Kita harus mengevaluasi model pembangunan dari atas (top down) yang selama ini diyakini secara otomatis akan memberikan efek ke bawah. Banyak daerah yang menerima pembangunan dari pusat yang kemudian justru semakin meminggirkan dan memiskinkan kelompok masyarakat yang ada di daerah. Padahal, banyak daerah kaya sumber daya yang harus diberdayakan agar rakyat setempat mampu keluar dari jurang kemiskinan. Awang Faroek menyadari benar bahwa setiap daerah memiliki tiga modal pembangunan, yakni sumber daya manusia (human capital), sumber daya alam sebagai modal ekonomi (economic capital), dan nilai-nilai sosial dan budaya lokal (social capital). Berangkat dari ketiga modal tadi, Awang Faroek berkeyakinan, pembangunan tidak dapat lagi semata-mata mengandalkan kekuatan modal ekonomis yang pada kenyataannya telah membuat sumber daya manusia terasing dan nilai-nilai sosial-budaya lokal tercerabut dari akar kulturalnya.

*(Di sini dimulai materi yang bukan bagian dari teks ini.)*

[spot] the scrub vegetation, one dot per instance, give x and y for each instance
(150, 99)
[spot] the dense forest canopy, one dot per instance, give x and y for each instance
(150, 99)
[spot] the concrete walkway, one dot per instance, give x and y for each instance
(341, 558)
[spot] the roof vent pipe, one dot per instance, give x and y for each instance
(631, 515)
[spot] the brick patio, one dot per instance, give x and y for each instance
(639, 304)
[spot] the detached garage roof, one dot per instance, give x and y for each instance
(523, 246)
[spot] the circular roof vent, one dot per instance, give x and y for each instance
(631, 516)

Seiring dengan bergulirnya agenda reformasi dan arus penguatan otonomi daerah sebagai respon terhadap krisis multi-dimensi yang mewarnai proses pembangunan, ketiga modal pembangunan tadi haruslah didaya-gunakan dalam langkah-langkah kebijakan pembangunan yang meliputi empat tahapan yaitu penyelamatan (rescue), pemulihan (recovery), pemantapan (stabilization) dan pembangunan (development). Dengan mengaplikasikan keempat tahapan tadi, pembangunan akan senantiasa berkelanjutan dan mampu mengoptimalkan potensi yang ada. Dalam pelaksanaannya diarahkan pada upaya peningkatan kapabilitas lokal dalam konteks otonomi luas, nyata dan bertanggung-jawab. Bertanggung-jawab terhadap ketersediaan bagi generasi masa kini dan keberlanjutan untuk generasi masa mendatang. Pendek kata, pembangunan tidak lagi sekadar buat memenuhi kebutuhan dan meningkatkan kesejahteraan generasi sekarang tapi juga harus memikirkan bagaimana agar generasi yang akan datang tetap dapat menikmati kue pembangunan. Kita mesti menyadari bahwa pada modal SDA terdapat SDA yang tak bisa diperbarui (misalkan minyak, gas dan batubara) sehingga eksploitasi harus terkendali agar tidak cepat habis. Sementara pada SDA yang dapat diperbarui (contohnya sumber daya hutan, pertanian dan perikanan), kita mesti kreatif dan inovatif dalam memanfaatkan dan mengembangkannya.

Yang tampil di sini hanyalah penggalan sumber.